With the cryptocurrency industry riding a massive bullish wave as Bitcoin, after 15-long months, broke the $10,000 mark, the question of safety has once again surfaced. Large Assets under Management [AUM] or those accounting for in excess of $25 million in funds are opting for exchanges over hot and cold wallets for their protection.
This year has seen top exchanges like Binance and Bithumb being subjected to cyber-attacks while run-of-the-mill exchanges like Cryptopia and QuadrigaCX were also embroiled in a slew of controversies. However, the faith is still with exchanges over specialized products.
According to a recent study by the research wing of Binance, Binance Research detailing “Decentralisation and custodianship,” exchanges were the refuge for investors.

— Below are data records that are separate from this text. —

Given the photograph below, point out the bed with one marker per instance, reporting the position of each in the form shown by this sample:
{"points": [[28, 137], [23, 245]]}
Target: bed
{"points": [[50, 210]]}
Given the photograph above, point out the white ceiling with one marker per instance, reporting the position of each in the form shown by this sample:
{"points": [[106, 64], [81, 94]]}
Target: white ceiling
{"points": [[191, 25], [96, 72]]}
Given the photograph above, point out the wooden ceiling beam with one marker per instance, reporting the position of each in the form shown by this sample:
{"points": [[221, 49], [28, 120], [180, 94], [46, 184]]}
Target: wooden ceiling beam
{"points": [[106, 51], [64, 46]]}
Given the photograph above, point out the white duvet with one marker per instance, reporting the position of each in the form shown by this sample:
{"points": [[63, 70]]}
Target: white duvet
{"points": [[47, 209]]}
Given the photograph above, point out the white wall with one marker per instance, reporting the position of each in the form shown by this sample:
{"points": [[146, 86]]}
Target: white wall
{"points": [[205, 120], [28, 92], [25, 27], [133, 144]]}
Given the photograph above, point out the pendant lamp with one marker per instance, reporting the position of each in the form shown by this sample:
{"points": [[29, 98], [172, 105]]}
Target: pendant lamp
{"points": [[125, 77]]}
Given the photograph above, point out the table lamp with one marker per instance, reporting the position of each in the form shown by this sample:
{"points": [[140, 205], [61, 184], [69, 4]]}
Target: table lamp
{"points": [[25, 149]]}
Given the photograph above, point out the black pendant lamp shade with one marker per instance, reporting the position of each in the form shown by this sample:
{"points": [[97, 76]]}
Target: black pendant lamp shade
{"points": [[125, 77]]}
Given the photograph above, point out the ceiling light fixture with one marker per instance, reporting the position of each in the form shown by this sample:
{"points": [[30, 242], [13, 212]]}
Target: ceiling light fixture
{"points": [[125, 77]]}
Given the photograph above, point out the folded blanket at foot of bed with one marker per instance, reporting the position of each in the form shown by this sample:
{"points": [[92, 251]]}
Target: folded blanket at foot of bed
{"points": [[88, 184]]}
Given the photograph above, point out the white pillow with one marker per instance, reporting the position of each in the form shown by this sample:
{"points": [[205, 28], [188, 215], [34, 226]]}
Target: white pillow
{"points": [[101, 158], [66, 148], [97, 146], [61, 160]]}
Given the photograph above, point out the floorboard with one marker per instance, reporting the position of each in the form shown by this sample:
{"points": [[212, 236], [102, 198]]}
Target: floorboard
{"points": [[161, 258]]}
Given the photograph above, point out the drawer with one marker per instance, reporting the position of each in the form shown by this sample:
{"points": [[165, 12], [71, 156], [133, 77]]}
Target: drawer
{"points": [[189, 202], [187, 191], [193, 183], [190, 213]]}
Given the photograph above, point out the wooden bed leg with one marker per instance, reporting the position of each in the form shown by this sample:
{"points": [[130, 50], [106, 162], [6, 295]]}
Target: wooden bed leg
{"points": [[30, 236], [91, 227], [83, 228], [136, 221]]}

The top four storing methods for these crypto-assets were cold wallets, hot wallets, exchanges, and various custody services.

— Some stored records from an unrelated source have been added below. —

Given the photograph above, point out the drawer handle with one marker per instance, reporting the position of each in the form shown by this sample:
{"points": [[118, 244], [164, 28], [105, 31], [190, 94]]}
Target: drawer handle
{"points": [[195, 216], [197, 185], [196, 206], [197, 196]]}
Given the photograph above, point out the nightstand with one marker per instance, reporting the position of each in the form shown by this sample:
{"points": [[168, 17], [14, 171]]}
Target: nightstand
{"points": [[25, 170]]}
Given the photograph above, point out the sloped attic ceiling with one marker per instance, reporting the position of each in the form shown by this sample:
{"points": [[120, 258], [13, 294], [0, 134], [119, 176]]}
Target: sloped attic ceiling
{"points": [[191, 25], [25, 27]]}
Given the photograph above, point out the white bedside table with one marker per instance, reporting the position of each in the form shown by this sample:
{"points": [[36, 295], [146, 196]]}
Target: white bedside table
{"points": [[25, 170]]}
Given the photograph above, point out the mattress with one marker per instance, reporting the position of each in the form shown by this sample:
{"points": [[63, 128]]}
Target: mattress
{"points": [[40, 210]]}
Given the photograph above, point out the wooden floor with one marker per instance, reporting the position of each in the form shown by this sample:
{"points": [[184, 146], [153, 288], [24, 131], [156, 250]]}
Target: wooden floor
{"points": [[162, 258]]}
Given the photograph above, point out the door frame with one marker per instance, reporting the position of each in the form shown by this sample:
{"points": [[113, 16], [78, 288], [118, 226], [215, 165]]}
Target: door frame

Cryptocurrency exchanges have seen waves of growth this past year, and since they are obvious trading hotbeds, clients often veer towards them for storage. The report stated that the assets were also “partially,” stored in cold wallets via the use of “third party custody services.”

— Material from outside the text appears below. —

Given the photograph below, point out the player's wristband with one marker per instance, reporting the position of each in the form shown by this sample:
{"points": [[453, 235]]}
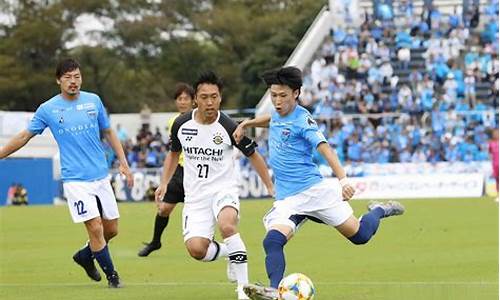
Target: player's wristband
{"points": [[344, 181]]}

On one hand, Large clients i.e. investors with crypto-dedicated capital over $5 million picked their storage option as “cold wallets,” more frequently than the rest. On the other, hot wallets, citing the likes of Coinbase Wallet, and Trust Wallet was not picked up by the respondents, with only one-third of them picking the same.
The report added that the clients, in question, choose “exchanges,” over the rest due to their preponderance to trade “high turnover” digital assets and the underlying need to maintain the funds on the exchange, in order to escape the fee payment.
“One of the potential explanations is that market participants with high turnover buy/sell frequently digital assets and need to keep funds on exchange as the exchange platforms typically charge some additional fees to withdraw along with better liquidity of centralized exchanges.”
Decentralized exchange, being in their infancy, were also not the most favorite option among respondents, in addition to on-chain protocols. The report further stated that only 55 percent of the respondents have admitted to trading via a DEX. Three factors cited for the lack of DEX use was liquidity concerns, compliance concerns and non-intuitive user experience.
Providing key details on another trend in the cryptocurrency space, that of custodial borrowing and lending platforms, the report stated that 33 percent of the participants use the same. These investors have a more long-term perspective than the rest, added the report.
The non-custodial cryptocurrency borrowing and lending platforms are the least popular among the fray. The report stated that only 12 percent of the respondents used these products.